London’s music scene is part of its life blood. For generations London has been the place to go to see live music.
The music scene is also important to London’s economy. A quarter of all people working in music do so in London.
The UK is the third biggest music market in the world after the USA and Japan, and the music industry was worth £3.6bn in 2008.
In a city so key to music, we must promote rather than stifle it. I want to put in place policies that will ensure that music continues to be London’s heartbeat.
London already plays host to a number of huge music events from the O2 wireless festival to the Camden Crawl with its emphasis on independent and unsigned acts, to community-led events such as the Notting Hill Carnival – and not forgetting those events designed to get a message out, such as the anti-racism festival Rise, which was London’s biggest free gig until Boris Johnson snuffed it out.

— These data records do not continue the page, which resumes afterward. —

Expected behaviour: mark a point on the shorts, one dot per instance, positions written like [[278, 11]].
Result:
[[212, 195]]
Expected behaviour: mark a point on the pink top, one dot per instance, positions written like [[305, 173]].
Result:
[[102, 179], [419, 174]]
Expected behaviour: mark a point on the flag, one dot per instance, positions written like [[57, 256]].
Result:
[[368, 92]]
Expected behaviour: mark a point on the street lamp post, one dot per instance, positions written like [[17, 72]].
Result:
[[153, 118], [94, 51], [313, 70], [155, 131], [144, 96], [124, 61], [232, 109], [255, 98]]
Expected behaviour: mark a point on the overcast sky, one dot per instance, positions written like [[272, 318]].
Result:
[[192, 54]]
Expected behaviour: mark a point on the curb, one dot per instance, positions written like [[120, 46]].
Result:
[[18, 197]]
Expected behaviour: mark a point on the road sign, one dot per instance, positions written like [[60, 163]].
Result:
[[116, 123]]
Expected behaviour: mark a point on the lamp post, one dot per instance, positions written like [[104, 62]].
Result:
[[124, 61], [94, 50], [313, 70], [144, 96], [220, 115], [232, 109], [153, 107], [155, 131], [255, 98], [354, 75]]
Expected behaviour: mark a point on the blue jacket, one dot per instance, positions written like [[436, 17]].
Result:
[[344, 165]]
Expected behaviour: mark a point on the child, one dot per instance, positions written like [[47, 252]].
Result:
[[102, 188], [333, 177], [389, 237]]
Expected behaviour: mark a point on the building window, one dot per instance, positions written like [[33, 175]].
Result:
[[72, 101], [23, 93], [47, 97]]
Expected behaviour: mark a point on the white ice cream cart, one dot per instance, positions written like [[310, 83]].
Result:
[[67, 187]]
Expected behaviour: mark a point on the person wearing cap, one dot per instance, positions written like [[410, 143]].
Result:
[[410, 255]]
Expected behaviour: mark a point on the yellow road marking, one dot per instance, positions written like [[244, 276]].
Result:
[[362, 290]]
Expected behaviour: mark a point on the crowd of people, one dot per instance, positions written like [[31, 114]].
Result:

We have a Mayor who poses with Clash lyrics on the front of a fashion magazine whilst killing off the biggest anti-racist festival in Europe.
I very much support the efforts of the group Up-Rise who are campaigning to revive this important event.
But what we don’t have is a music industry-based expo in the style of Austin Texas’ highly successful South by Southwest (SXSW) festival. I want to change that with the creation of a London Music Festival.
As well as playing host to signed and unsigned acts representing genres heard around the city, the London Music Festival will be a tool for musicians to develop their careers, and bring together people from a wide area to meet and share ideas.
Alongside shows in major venues, pub back-room gigs and street performances, a London Music Festival will also provide a forum where aspiring musicians can start to learn to play, where the world’s best instrument makers will have a chance to show off and sell their wares, and where the music industry can come together to discuss the future of the business.
Austin city council conservatively estimated SXSW 2008 to have an economic impact of around $110m to the Austin economy.
Secondly, I want to protect and promote live music.
Live music is the biggest employer in the music industry, employing 44,000 in 2008. Live music venues contribute enormously to London’s night time economy. A study by Camden Council concluded that the night time economy was between £70 million and £120million with at least 20 per cent being attributed to music venues and nightclubs.
In recent years we have seen a significant upheaval with live music venues. Hammersmith Palais closed in 2008 and for a prolonged period there was a question-mark over the Electric Ballroom. Whilst the closure of the Astoria was impossible to avoid if the Crossrail link was to go ahead it added to the sense that many live music venues were being lost.
The trend has not always been one way – the 21st Century has also seen some great venues springing back into life such as Koko, the Roundhouse, and brand new ones like the Coronet and the Troxy.
And of course it would not be right to try and keep everything just as it was and part of London’s attraction is its constant metamorphosis. But places that have provided pleasure to generations of Londoners should not be closed unnecessarily.
The Mayor’s London Plan includes policies on development and promotion of arts and culture which should be reviewed to consider provision of music venues and other entertainment venues. Changes to planning law that could tighten up the way proposals for development or alteration of use of venues need to be considered and I’m setting out in more detail today how these could work.
Preservation of venues alone will not secure the future of live music in London – it is just as important to ensure that support for venues is coupled with a strategy to support the provision of rehearsal space and places for making, performing and studying music.
A strategic approach at all levels of planning should recognise live music and aim to promote complementary uses during the day and in the evening. Venues such as the Roundhouse in Chalk Farm have done this successfully with youth, community and education activities taking place during the day.
London is celebrated and immortalised in countless songs. Many great bands have emerged from London’s live music scene and many London gigs have changed the course of music history. We must ensure that the experience of live music in the capital goes from strength to strength.